The Road less Traveled

               I grew up in my own little world. I played in the mud, swam like a fish, and wasn’t afraid of much. I had some tough times as a child but it never seemed to affect me much. I loved life. As I got older I had a lingering fear. It was always in the back of my mind but I never claimed that in could really be true.
               Fast forward to high school; I loved high school. I had great friends, which are still great friends. In high school some girlfriends all got together and made a list. A list of who would get married first and who would have kids first, etc. I remember making that list like it was yesterday. I knew I would be one of the first to get married… but the fear came spiraling through my mind like a bullet. 
My second year in college I met the most handsome, charming, Godly man. I asked him out on our first date. He came to eat breakfast with my family at our mountain home. It was the perfect date. We held hands and played in the rain. We walked and talked and quickly fell in LOVE. As we sat rocking on the porch overlooking the lake; my future husband asked me what my greatest fear was… It was hard to verbalize… but I did. I said, “My greatest fear is not being able to have children.” I, intern, asked him the same, He replied, “My biggest fear is not beginning in Gods will.” I knew he was going to be the man I’d married.
                Three years into our marriage we decided it was a good time to start trying to have kids. At first, it was fun and exciting. It quickly became, well… it became work. It was stressful. All my friends were getting pregnant and here was that fear… sitting on my shoulder shouting “I told you so”. After a year of trying we went to the Doctor. Right away, we had procedures and testing. LOTS of testing. We were finally told that the only way we could have a child of our own is through In-Vitro Fertilization. I was… well there are really no words. It was sad. I went through the stages of grief many times over the past two years. We started the IVF process in October of 2011. We did the first part in early December. It was painful and depressing. I then went through four months of physical therapy to help prepare my body for the second half of the IVF. In July on 2012, we had two beautiful embryos implanted. It was so exciting. It was going to work. I knew God had huge plans for our little family. All the thousands of dollars, countless sleepless nights, and a huge blue belly from all the shots, was going to pay off. I knew I was going to be a mama.
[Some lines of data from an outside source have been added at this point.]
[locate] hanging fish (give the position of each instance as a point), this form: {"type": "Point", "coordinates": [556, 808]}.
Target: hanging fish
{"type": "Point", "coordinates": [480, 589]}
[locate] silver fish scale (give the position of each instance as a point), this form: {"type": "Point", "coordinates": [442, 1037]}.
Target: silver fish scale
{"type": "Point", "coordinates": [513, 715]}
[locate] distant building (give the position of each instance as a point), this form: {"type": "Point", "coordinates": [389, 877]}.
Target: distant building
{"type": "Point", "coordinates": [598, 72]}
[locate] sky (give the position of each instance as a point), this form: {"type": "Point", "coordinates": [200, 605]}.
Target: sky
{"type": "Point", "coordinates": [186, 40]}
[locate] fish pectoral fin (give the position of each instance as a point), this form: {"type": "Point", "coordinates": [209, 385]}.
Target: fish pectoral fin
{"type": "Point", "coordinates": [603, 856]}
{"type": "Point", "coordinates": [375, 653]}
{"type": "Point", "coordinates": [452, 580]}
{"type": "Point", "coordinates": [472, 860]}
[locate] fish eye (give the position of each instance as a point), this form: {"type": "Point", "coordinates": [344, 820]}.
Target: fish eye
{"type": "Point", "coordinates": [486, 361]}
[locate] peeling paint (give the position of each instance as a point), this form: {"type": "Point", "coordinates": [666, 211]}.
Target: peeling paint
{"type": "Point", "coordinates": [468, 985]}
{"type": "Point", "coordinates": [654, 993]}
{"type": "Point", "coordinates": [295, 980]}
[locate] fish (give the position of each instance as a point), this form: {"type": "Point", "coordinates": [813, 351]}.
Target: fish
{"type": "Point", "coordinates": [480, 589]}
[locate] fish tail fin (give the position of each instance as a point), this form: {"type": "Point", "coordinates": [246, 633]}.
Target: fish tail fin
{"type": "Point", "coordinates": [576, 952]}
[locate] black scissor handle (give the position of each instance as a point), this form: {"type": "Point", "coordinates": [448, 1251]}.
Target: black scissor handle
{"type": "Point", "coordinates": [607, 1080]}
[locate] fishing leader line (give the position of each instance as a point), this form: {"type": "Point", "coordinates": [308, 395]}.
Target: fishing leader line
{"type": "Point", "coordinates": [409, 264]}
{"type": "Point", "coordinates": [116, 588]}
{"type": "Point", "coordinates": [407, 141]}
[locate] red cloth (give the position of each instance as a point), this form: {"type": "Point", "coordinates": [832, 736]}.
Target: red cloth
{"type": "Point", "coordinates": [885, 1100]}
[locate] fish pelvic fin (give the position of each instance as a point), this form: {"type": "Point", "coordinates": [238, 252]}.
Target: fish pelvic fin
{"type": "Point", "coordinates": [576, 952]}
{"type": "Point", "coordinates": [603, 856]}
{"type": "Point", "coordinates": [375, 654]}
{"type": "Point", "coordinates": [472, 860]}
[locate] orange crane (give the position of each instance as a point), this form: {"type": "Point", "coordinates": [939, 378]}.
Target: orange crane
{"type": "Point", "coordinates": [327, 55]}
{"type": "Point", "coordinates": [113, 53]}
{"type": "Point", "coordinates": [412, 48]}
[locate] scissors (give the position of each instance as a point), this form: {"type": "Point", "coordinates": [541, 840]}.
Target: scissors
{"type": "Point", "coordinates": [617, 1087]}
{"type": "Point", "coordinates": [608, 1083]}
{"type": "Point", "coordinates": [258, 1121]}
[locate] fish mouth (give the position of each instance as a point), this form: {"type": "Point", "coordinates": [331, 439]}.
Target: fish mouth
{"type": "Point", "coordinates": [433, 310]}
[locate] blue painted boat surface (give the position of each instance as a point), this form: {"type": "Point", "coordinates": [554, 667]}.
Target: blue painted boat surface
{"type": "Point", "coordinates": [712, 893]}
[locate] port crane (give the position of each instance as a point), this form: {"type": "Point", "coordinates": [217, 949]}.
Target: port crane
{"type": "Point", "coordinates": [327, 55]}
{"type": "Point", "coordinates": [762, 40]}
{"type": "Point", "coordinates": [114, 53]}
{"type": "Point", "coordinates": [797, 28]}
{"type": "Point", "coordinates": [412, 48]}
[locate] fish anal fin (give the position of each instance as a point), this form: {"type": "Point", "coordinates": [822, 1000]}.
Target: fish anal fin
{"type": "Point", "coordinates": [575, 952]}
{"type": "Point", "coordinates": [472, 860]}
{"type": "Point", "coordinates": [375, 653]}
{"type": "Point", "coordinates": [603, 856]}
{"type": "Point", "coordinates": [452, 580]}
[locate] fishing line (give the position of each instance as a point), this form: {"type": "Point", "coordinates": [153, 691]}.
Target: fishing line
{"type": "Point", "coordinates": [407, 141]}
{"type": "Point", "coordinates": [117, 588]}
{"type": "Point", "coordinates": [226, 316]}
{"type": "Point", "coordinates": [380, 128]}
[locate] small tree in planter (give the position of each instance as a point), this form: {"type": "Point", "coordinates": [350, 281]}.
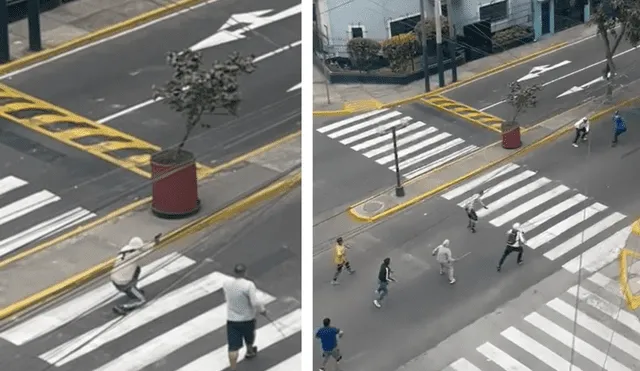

From benandlibbyable.theworldrace.org

    
God had different plans (for now). The phone call came, and the test was negative. I sat in Ben’s lap in his church office and we cried. The pain was sharp like a knife. After a few weeks of grieving God spoke; He spoke clearly. God has prepared the road less traveled for Ben and I. 
We will push through the hurt. We will persevere through the pain. We will walk the narrow road. We will not give up. We will race on…
 He has called us to be the Hands and Feet. We are uniquely designed for this journey. We are ready to love God and love HIS people with all are might. I am proud to stand tall and say, We are taking the road less traveled on The World Race.